The exam is over, it’s all been graded, and folks, I gave Berlin an A+ (even despite the fact that I went to Germany and did not see a single castle).
The city is warm and inviting, open for exploration, full of history, food, and beer. I didn’t see nearly close to all of it, but I saw a good part of Mitte, MuseumInsel, and Alexanderplatz, which was enough to tell me that this is an exciting city with tons of character. I even walked from my hotel in Mitte to the Judaisches Museum and over to the Kaiser-Wilhelm-Gedächtnis-Kirche by way of Potsdamer Platz (FANTASTIC Musical Instrument Museum) and then along Tiergarten where I saw NUDE male sunbathers! Talk about culture shock!
I’m still not used to the sight of people walking home with an open beer bottle in hand, nor do I think I’ll ever “get used to” the permanent odor of cigarette smoke that clouds the air, but all in all, this is a great European city.
Now I want to talk a little about Museum Island. In reality, the entire city of Berlin is like a giant museum. Its streets are dotted with statues, shrines and memorials honoring its own (sometimes infamous) history. There are sections of the Berlin Wall still standing with plaques illustrating its history and destruction. But museums of all sorts (modern art, photography, interactive, ancient, specific people, communication, etc.) are to be found in every neighborhood, and many are free the last 4 hours on Thursdays (and on Thursdays they are usually open late, some as late as 10pm!).
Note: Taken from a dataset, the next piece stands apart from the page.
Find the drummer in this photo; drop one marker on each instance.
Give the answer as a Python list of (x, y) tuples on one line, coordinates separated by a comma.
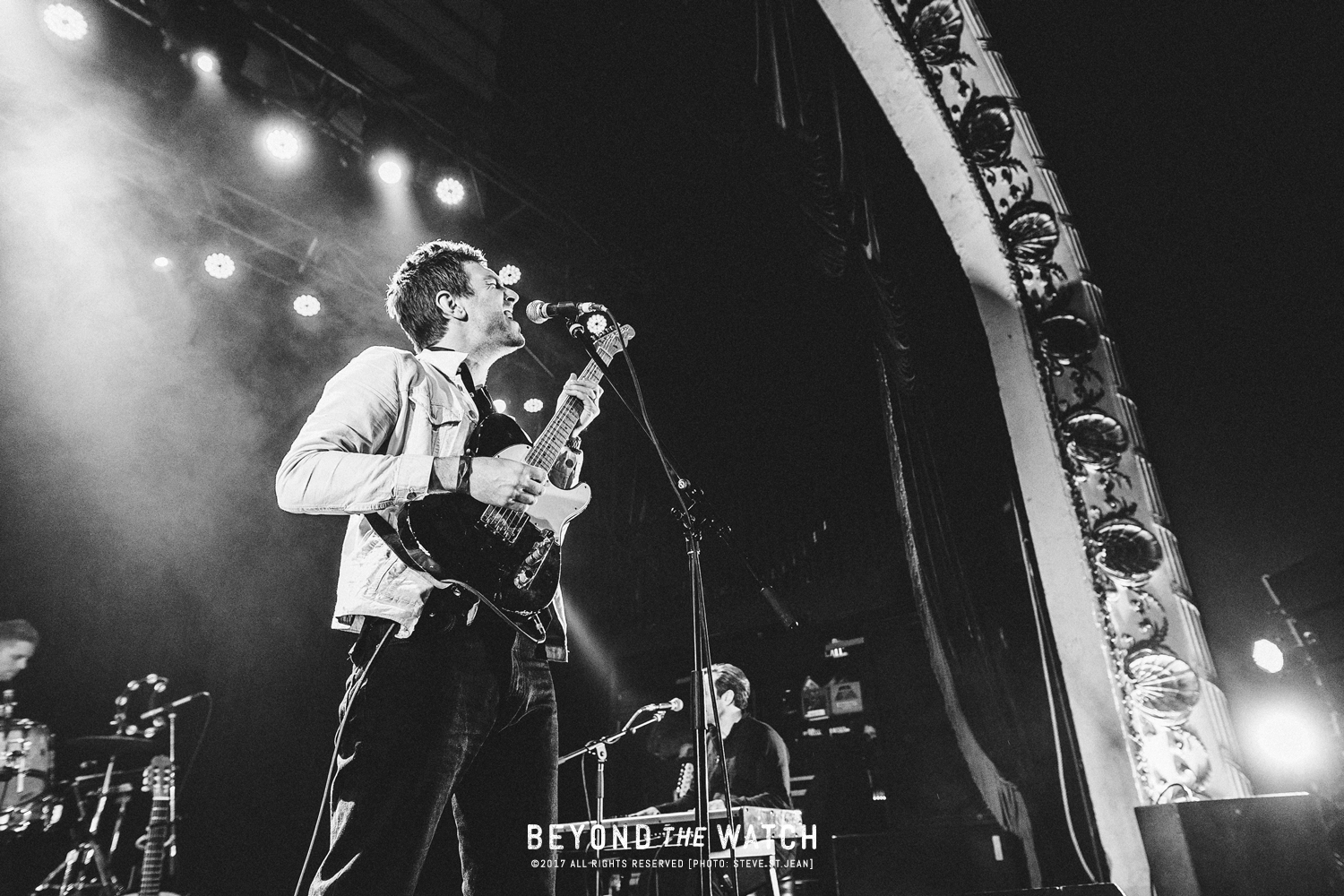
[(18, 643)]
My second day there I got a 3-day Museum Pass to all Stadt Museums which only cost 19 euros — this quite a deal, considering the Pergamon Museum alone costs about 12 euros! I spent the first 2 days of that Pass just on Museum Island! It is quite literally an island in the middle of the river, in the very center of town (well, technically it’s in what was once East Berlin), and it is filled with some of the world’s best museums. The Berlin Dom is also there. I can’t properly express just how excited I was to grace the halls of the Altes Museum and see the Berlin Painter’s name-sake vase,
to walk through the Pergamon Museum overcome with awe at the Ishtar Gates of Babylon,
and admire the architecture of the Neues Museum just to come across the room that holds the painted bust of Nefertiti.
These are simply highlights. I took hundreds of pictures on this island and I still didn’t manage to capture all that amazed me. It’s no wonder I felt I could easily spend the entire week in these museums alone and never see the rest of Berlin — but I’m glad I ended up exploring further afield.
So, do I like Berlin more than I like Paris? I’d say that’s an unfair question. Both European capitals are charming and fantastic in their own rights, and I, for one, will not take sides.
There’s just something so enticing about a living history that comes with a city — something you find everywhere in Europe (especially in Rome! Oh Roma, ti amo); it just never gets old (hehe).